The Leatherwood ART M1000 Automatic Ranging and Trajectory Scope, Part 3

Here's what the Leatherwood ART M1000 scope reticle looks like with the center ranging bracket on an 18-inch high target. By zooming in to fit the paper in the bracket, the scope automatically adjusts for the range, which happened to be 400 meters.

Here’s what the Leatherwood ART M1000 scope reticle looks like with the center ranging bracket on an 18-inch high target. By zooming in to fit the paper in the bracket, the scope automatically adjusts for the range, which happened to be 400 meters.

Editor’s Note: In Part I of this series we looked at the history and concept of the Leatherwood Hi-Lux M1000 ART Scope. In Part II, we’ll discuss setting up and sighting in this unique optic. And in Part III we’ll head out to the big range to see how well it ranges and compensates for shots out to 550 meters.

Having discussed the history and set-up of the Leatherwood ART M1000 Automatic Ranging and Trajectory scope in Part 1 and Part 2 of this review, I took the optic out to a local 600-yard range to see if it really works.

As a review, the scope was mounted atop an Armalite AR-10 National Match, and the ammunition was Hornady’s 168 gr. Match Grade TAP in .308.

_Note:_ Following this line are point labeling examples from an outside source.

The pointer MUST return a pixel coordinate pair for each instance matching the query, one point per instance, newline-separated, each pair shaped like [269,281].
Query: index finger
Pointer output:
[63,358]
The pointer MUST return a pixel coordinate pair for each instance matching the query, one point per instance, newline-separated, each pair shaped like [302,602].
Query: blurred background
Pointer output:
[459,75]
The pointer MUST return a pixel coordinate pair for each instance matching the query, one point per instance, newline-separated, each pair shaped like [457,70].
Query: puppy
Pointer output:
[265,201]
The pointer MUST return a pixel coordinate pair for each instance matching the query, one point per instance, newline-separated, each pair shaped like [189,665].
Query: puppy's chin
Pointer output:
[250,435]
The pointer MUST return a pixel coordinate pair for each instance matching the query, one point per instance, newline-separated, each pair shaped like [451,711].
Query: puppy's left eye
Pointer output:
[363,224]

5-shot group at 400 meters using the Leatherwood ART M1000 scope. No math calculations, or clicks of the turret were needed. This was the first group shot at this range using the scope in auto ranging mode.

5-shot group at 400 meters using the Leatherwood ART M1000 scope. No math calculations, or clicks of the turret were needed. This was the first group shot at this range using the scope in auto ranging mode.

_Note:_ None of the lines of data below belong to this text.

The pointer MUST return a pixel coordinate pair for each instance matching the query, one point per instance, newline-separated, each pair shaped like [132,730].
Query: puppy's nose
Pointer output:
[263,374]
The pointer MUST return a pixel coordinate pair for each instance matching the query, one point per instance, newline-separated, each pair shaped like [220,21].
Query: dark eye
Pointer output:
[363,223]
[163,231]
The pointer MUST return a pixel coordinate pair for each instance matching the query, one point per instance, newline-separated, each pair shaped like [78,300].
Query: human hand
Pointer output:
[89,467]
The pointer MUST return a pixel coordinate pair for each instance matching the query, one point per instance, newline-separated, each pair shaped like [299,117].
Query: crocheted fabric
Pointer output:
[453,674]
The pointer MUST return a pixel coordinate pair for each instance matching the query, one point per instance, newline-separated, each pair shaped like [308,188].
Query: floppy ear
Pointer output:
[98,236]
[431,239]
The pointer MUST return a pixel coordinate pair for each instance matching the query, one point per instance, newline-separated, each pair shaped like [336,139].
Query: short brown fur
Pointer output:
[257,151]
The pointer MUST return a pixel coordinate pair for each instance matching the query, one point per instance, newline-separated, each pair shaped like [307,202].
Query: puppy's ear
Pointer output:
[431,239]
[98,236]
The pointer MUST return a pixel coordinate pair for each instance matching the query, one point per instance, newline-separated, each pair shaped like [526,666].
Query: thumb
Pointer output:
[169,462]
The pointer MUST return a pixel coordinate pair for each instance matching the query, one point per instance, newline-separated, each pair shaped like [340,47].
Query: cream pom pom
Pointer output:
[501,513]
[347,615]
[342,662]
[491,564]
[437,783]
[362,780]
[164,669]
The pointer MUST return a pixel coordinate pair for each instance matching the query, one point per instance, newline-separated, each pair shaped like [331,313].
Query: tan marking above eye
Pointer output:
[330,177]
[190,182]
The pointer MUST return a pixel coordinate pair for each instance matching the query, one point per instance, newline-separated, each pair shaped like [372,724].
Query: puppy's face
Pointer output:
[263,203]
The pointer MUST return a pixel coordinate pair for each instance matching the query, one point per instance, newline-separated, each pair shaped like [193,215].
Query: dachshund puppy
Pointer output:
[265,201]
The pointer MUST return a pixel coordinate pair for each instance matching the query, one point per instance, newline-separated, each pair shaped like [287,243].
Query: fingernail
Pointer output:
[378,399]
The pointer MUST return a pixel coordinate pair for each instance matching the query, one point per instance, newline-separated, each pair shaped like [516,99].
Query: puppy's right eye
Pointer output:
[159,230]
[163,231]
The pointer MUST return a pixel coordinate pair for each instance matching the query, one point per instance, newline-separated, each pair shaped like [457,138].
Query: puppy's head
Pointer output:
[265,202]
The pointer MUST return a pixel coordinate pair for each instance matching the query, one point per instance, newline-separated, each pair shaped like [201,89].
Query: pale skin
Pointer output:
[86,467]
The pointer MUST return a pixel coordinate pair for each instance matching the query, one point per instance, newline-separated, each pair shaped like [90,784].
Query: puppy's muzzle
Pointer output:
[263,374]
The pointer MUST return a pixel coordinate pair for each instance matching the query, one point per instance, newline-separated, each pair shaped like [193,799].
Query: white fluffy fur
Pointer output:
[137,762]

One thing to note about this scope is that everything is delineated in meters, not yards. I first established that the rifle was hitting dead center at a 250 meter zero, with the power ring down on 2.5. Even though I had followed the suggestions in the instructions to start with a 100-meter zero by using the top bracket subtend in the reticle, my shots were actually about 6 inches high at 250. No matter, with a quick adjustment, that was corrected and the target moved back.

Now, one of the advantages of the Leatherwood ART scope — why the optic was so effective for Army snipers fighting in Vietnam — is the fact that you don’t have to know the range.

You only need to bracket a target of known dimensions (say an 18-inch chest of a deer) by zooming in or out with the power ring. And then you shoot.

That being said, I wanted to test the scope’s cam and thus placed my target at 400 meters. I then zoomed in until my 18-inch white target fit in half of the reticle bracket (see photo).  Again, because this was a test, I then peeked at the power ring to verify. Sure enough, 4 power … and 400 meters — right on the money.

I took a five shot string and assessed the target — a nice dead center group. Certainly accurate enough to have resulted in a dead elk or mule deer.